In the first part of the paper, the authors discuss an active measurement method to tell if a given IP address is anycast. They do this by building on previous work that used ping latencies. The idea is to ping an IP address from two vantage points and see if the two RTTs added together are smaller than the RTT between the two vantage points. The speed of light gives us an upper limit on how far a packet can possibly make it in a certain period of time. Given a distributed measurement network such as RIPE Atlas, it is relatively easy to tell if a given IP address is anycast. The authors than set out to analyse Alexa’s top domains. I found it surprising that only three of Alexa’s top 100 domains are anycast: thepiratebay.se, reddit.com, and wordpress.com. Perhaps the remaining domains make use of DNS-based load balancing?

In the second part of the paper, the authors gather country-wide statistics to learn more about deployed CDNs. The data shows that a lot of traffic to CDN-hosted IP addresses goes to port 80 and 443, indicating that TCP-based anycasting is indeed used.

In Section 5, the paper investigates how common routing anomalies are. I wonder if the analysis is comprehensive enough to answer that question. First of all, the analysis seems to be limited to France. All CDN providers have data centres in Europe and probably work hard to ensure good connectivity for central Europe. But is this also the case for the rest of the world? Does a client in, say, northern Russia have the same probability of experiencing routing anomalies than their vantage points in France? My gut feeling says no, but I lack the background knowledge to be sure.

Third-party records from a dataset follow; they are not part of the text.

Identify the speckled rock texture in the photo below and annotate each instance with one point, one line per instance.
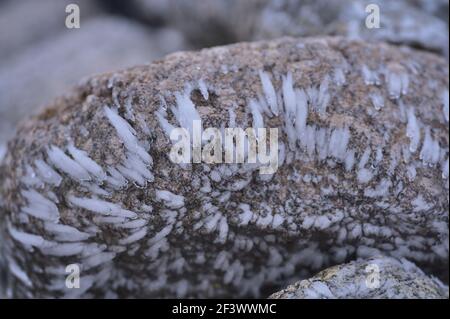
(374, 278)
(34, 77)
(410, 22)
(363, 171)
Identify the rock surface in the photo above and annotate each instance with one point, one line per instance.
(375, 278)
(363, 154)
(37, 75)
(220, 22)
(28, 22)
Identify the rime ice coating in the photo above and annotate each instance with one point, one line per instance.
(363, 170)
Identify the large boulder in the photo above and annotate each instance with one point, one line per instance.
(363, 170)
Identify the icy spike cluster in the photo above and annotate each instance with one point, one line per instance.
(363, 171)
(373, 278)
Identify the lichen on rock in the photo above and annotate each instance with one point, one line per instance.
(374, 278)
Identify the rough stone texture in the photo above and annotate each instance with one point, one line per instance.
(39, 74)
(366, 174)
(374, 278)
(219, 22)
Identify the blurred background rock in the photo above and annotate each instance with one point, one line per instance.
(40, 58)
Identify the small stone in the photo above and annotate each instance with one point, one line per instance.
(373, 278)
(89, 180)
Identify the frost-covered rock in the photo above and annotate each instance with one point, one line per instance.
(34, 77)
(374, 278)
(363, 170)
(217, 21)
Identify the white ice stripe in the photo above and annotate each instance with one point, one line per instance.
(28, 239)
(66, 233)
(63, 249)
(101, 207)
(19, 273)
(63, 162)
(170, 199)
(430, 149)
(97, 259)
(289, 95)
(289, 109)
(301, 113)
(324, 96)
(339, 142)
(109, 220)
(445, 169)
(40, 207)
(127, 134)
(413, 131)
(2, 151)
(232, 117)
(134, 224)
(445, 103)
(165, 125)
(87, 163)
(138, 235)
(185, 111)
(309, 140)
(203, 89)
(97, 190)
(47, 173)
(90, 249)
(322, 143)
(364, 157)
(269, 92)
(160, 235)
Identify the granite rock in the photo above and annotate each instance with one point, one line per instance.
(374, 278)
(363, 171)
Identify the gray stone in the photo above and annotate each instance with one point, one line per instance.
(363, 154)
(39, 74)
(215, 22)
(374, 278)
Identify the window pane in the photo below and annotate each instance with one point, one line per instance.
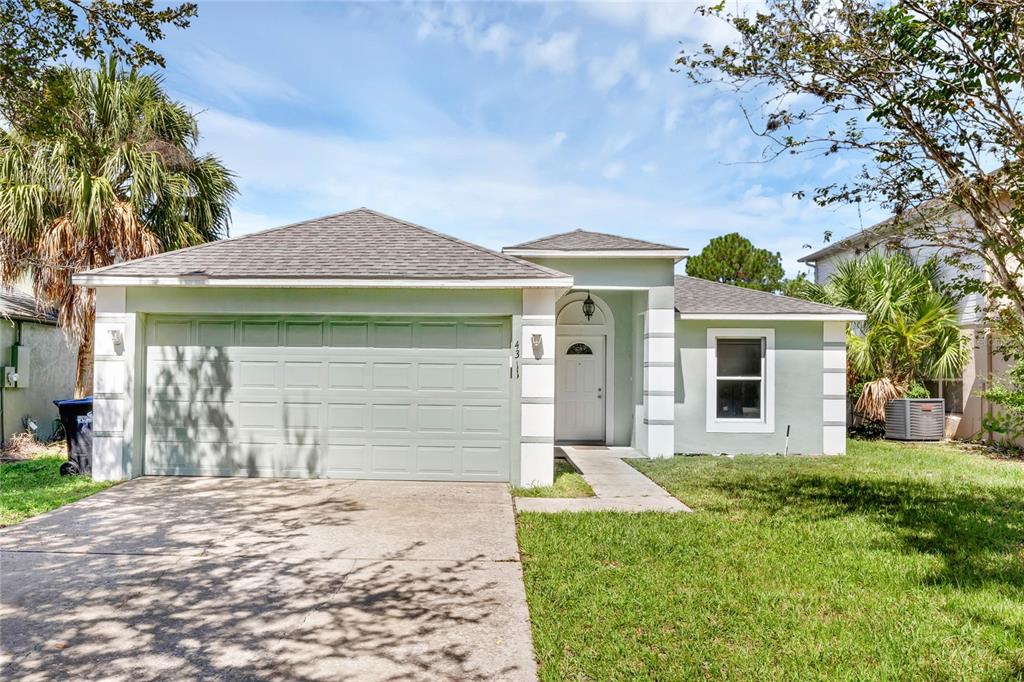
(739, 357)
(738, 398)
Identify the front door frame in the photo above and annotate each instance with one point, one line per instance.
(605, 329)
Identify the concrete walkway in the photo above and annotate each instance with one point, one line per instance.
(617, 486)
(246, 579)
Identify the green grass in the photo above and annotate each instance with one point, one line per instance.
(568, 483)
(893, 562)
(33, 486)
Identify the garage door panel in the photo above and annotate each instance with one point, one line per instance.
(484, 335)
(483, 459)
(347, 418)
(489, 419)
(306, 374)
(392, 335)
(258, 333)
(396, 418)
(441, 459)
(437, 418)
(391, 458)
(392, 376)
(348, 335)
(419, 405)
(484, 377)
(438, 335)
(438, 376)
(347, 461)
(348, 375)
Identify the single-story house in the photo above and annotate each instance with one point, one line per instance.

On a more general note, I wonder if the amount of data centres of a CDN provider influences routing anomalies. Am I more likely to experience routing anomalies when connecting to a CDN provider that has dozens of data centres on different continents? After all, such a setting would cause a more narrow distribution of the quality of BGP routes, right?

Despite my confusion about Section 5, I enjoyed reading this paper. It gave me a good overview of what network measurement people work on in this area. However, similar to many other networking papers, some paragraphs are so full of numbers and data points that it is hard to follow the discussion.